This lesson is in the early stages of development (Alpha version)

Before we Start

Overview

Teaching: 25 min
Exercises: 15 min
Questions
  • How to find your way around RStudio?

  • How to interact with R?

  • How to manage your environment?

  • How to install packages?

Objectives
  • Install latest version of R.

  • Install latest version of RStudio.

  • Navigate the RStudio GUI.

  • Install additional packages using the packages tab.

  • Install additional packages using R code.

What is R? What is RStudio?

The term “R” is used to refer to both the programming language and the software that interprets the scripts written using it.

RStudio is currently a very popular way to not only write your R scripts but also to interact with the R software. To function correctly, RStudio needs R and therefore both need to be installed on your computer.

To make it easier to interact with R, we will use RStudio. RStudio is the most popular IDE (Integrated Development Environment) for R. An IDE is a piece of software that provides tools to make programming easier.

Why learn R?

R does not involve lots of pointing and clicking, and that’s a good thing

The learning curve might be steeper than with other software, but with R, the results of your analysis do not rely on remembering a succession of pointing and clicking, but instead on a series of written commands, and that’s a good thing! So, if you want to redo your analysis because you collected more data, you don’t have to remember which button you clicked in which order to obtain your results; you just have to run your script again.

Working with scripts makes the steps you used in your analysis clear, and the code you write can be inspected by someone else who can give you feedback and spot mistakes.

Working with scripts forces you to have a deeper understanding of what you are doing, and facilitates your learning and comprehension of the methods you use.

An illustrated cartoon graph with “How much I think I know about R” on the y-axis, with axis labels at “I know nothing” and “I know lots”, versus “time” on the x-axis. The line varies widely between the two. Above the line are emoji-like faces, showing uncertainty and hope early on. At a second peak is the label “join R community on twitter”, with a “mind-blown” emoji face. The line quickly descends, but with a happy looking emoji character sliding down it.
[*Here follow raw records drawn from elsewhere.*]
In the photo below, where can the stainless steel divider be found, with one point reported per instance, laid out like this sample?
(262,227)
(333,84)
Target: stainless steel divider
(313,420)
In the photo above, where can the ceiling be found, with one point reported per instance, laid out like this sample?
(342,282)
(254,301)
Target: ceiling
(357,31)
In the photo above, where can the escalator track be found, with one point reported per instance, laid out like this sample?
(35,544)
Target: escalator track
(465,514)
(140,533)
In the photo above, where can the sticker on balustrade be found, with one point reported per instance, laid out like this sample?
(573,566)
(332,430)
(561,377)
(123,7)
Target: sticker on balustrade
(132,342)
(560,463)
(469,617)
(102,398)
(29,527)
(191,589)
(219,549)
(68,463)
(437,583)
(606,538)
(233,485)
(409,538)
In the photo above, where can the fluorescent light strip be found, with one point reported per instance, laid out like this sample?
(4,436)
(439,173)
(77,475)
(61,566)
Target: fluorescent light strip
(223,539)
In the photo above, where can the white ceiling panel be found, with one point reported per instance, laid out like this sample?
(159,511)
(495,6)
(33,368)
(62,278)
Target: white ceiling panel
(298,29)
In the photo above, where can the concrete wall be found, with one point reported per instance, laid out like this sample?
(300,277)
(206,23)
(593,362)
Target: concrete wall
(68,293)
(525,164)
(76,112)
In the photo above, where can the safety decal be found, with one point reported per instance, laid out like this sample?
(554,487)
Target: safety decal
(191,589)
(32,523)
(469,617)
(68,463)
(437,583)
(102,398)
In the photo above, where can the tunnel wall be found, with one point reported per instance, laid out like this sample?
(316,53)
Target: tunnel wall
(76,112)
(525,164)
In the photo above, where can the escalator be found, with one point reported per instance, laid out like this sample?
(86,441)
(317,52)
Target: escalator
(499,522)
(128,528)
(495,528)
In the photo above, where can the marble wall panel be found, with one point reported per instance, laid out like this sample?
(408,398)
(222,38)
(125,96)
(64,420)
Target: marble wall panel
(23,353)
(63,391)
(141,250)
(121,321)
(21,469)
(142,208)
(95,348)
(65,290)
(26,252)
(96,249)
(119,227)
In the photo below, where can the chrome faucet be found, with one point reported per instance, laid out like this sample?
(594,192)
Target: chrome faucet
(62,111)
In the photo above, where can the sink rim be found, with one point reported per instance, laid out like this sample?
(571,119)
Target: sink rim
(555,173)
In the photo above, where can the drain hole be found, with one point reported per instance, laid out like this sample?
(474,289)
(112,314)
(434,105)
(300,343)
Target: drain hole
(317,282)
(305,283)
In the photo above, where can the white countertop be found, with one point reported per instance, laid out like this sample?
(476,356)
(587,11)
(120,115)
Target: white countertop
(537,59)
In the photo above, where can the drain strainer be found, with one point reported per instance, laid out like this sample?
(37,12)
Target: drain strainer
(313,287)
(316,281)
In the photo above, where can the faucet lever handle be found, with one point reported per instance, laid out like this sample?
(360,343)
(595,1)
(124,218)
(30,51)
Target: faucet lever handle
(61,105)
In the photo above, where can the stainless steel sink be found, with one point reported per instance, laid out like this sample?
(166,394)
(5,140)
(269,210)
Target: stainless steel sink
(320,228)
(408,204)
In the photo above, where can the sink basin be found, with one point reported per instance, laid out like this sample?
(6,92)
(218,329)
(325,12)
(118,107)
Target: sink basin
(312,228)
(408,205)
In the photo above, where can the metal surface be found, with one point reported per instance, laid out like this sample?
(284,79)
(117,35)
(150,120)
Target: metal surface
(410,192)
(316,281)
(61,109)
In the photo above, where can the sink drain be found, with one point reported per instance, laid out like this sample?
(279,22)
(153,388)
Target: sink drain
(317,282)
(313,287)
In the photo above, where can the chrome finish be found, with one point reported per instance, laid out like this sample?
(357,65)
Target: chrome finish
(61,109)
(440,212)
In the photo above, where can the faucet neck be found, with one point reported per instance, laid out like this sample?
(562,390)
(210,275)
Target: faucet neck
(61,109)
Artwork by @allison_horst.

R code is great for reproducibility

Reproducibility is when someone else (including your future self) can obtain the same results from the same dataset when using the same analysis.

R integrates with other tools to generate manuscripts from your code. If you collect more data, or fix a mistake in your dataset, the figures and the statistical tests in your manuscript are updated automatically.

An increasing number of journals and funding agencies expect analyses to be reproducible, so knowing R will give you an edge with these requirements.

R is interdisciplinary and extensible

With 10,000+ packages that can be installed to extend its capabilities, R provides a framework that allows you to combine statistical approaches from many scientific disciplines to best suit the analytical framework you need to analyze your data. For instance, R has packages for image analysis, GIS, time series, population genetics, and a lot more.

R works on data of all shapes and sizes

The skills you learn with R scale easily with the size of your dataset. Whether your dataset has hundreds or millions of lines, it won’t make much difference to you.

R is designed for data analysis. It comes with special data structures and data types that make handling of missing data and statistical factors convenient.

R can connect to spreadsheets, databases, and many other data formats, on your computer or on the web.

R produces high-quality graphics

The plotting functionalities in R are endless, and allow you to adjust any aspect of your graph to convey most effectively the message from your data.

R has a large and welcoming community

Thousands of people use R daily. Many of them are willing to help you through mailing lists and websites such as Stack Overflow, or on the RStudio community. Questions which are backed up with short, reproducible code snippets are more likely to attract

Not only is R free, but it is also open-source and cross-platform

Anyone can inspect the source code to see how R works. Because of this transparency, there is less chance for mistakes, and if you (or someone else) find some, you can report and fix bugs.

Because R is open source and is supported by a large community of developers and users, there is a very large selection of third-party add-on packages which are freely available to extend R’s native capabilities.

Cute looking cartoon of a paint-covered artist holding paint brushes, and is wearing a shirt labeled RStudio

RStudio extends what R can do, and makes it easier to write R code and interact with R. Artwork by @allison_horst.

Key Points

  • Use RStudio to write and run R programs.

  • Use install.packages() to install packages (libraries).